Bishōjo Senshi Sailor Moon S: Jōgai Rantō!? Shuyaku Sōdatsusen was developed during the boom of fighting games after Street Fighter IIs launch. The game was both the first full-fledged fighting game in the Sailor Moon franchise and the first fighting title developed by Arc System Works, who had previously ported arcade games such as Double Dragon and Vigilante for the Master System as well as Bishōjo Senshi Sailor Moon for the Mega Drive. BlazBlue producer Kazuto Sekine briefly recounted the project's development process from first-hand accounts of both Arc System Works CEO Minoru Kidooka and Guilty Gear creator Daisuke Ishiwatari in a panel at Evo 2018, stating that grappling characters were becoming popular at the time and one of the programmers insisted on writing an algorithm system to make AI-controlled opponents feel "human-like" while Ishiwatari worked on the game as part-timer, testing characters using the newly-developed algorithm. Arc System Works would later go on to develop fighting games such as the Guilty Gear and BlazBlue franchises, as well as Dragon Ball FighterZ.

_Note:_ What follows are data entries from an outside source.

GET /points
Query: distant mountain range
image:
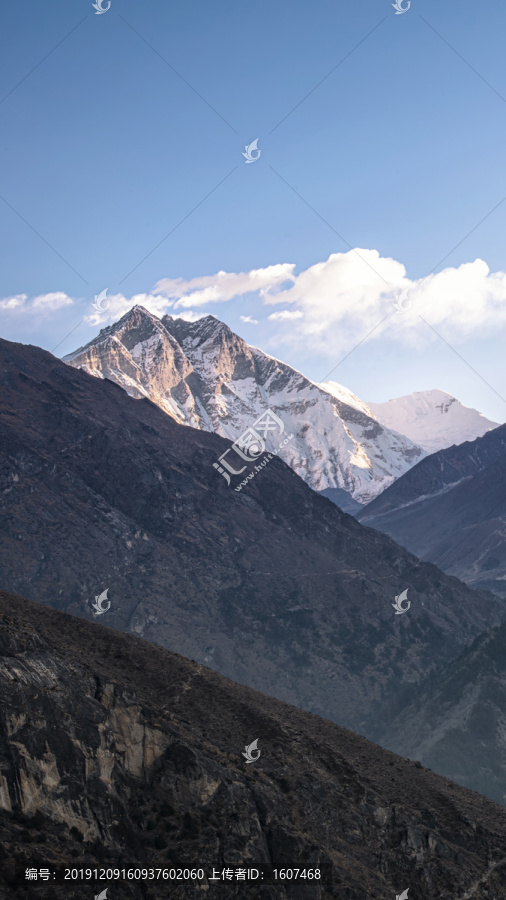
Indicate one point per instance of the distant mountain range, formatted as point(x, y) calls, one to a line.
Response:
point(451, 509)
point(454, 722)
point(203, 375)
point(273, 586)
point(116, 753)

Bishōjo Senshi Sailor Moon S: Jōgai Rantō!? Shuyaku Sōdatsusen was first released in Japan by Angel for the Super Famicom on 16 December 1994. The Sailor Moon franchise has a much larger audience in Japan than in America, which is the likely reason why the game was not released outside of Japan. On 29 March 1996, an updated version co-developed by Make Software and Monolith Corp. based on Sailor Moon SuperS titled Bishōjo Senshi Sailor Moon SuperS: Zenin Sanka!! Shuyaku Sōdatsusen was published by Angel, featuring the addition of Sailor Saturn as a playable character. Prior to launch, Sailor Moon SuperS was showcased to attendees of Shoshinkai 1995 and was initially slated for a February 1996 release date.

== Reception and legacy ==

Bishōjo Senshi Sailor Moon S: Jōgai Rantō!? Shuyaku Sōdatsusen and Sailor Moon SuperS: Zenin Sanka!! Shuyaku Sōdatsusen received mixed reviews upon release. Multiple reviewers remarked that the game was fairly difficult to complete in single player mode, with one reviewer noting that they had to set the difficulty to lowest to beat the game. Famitsu reported that the title sold over 37,095 copies in its first week on the market. The game sold approximately 59,918 copies during its lifetime in Japan.

However, retrospective reviews for Sailor Moon S: Jōgai Rantō!? Shuyaku Sōdatsusen were more positive. The 2016 mook Perfect Guide of Nostalgic Super Famicom listed it as the ninth best fighting game for the Super Famicom. In 2020, long time Sailor Moon fan Mina Ogawa reviewed the game for Japanese website Inside Games. Though admitting that she isn't very good at fighting games, Ogawa questioned the premise of the girls fighting each other as well as attacking the much younger Chibi. Despite this, she praised the title as being a competent fighting game.

Review scores
| Publication | Score |
|---|---|
| Famitsu | 5/10, 6/10, 6/10, 6/10 |
| Consoles + | 81% |

=== Competitive play ===
Jōgai Rantō!? Shuyaku Sōdatsusen has maintained a small cult following within the fighting game community since launch due to its unbalanced mechanics. It has been featured at fighting game tournaments such as AnimEVO, Evo 2018, Evo 2019 and Evo Japan 2020. Other notable tournaments have hosted the title as a major or a side event such as Yabai Invasion, Canada Cup, Combo Breaker, Frosty Faustings and CEOtaku.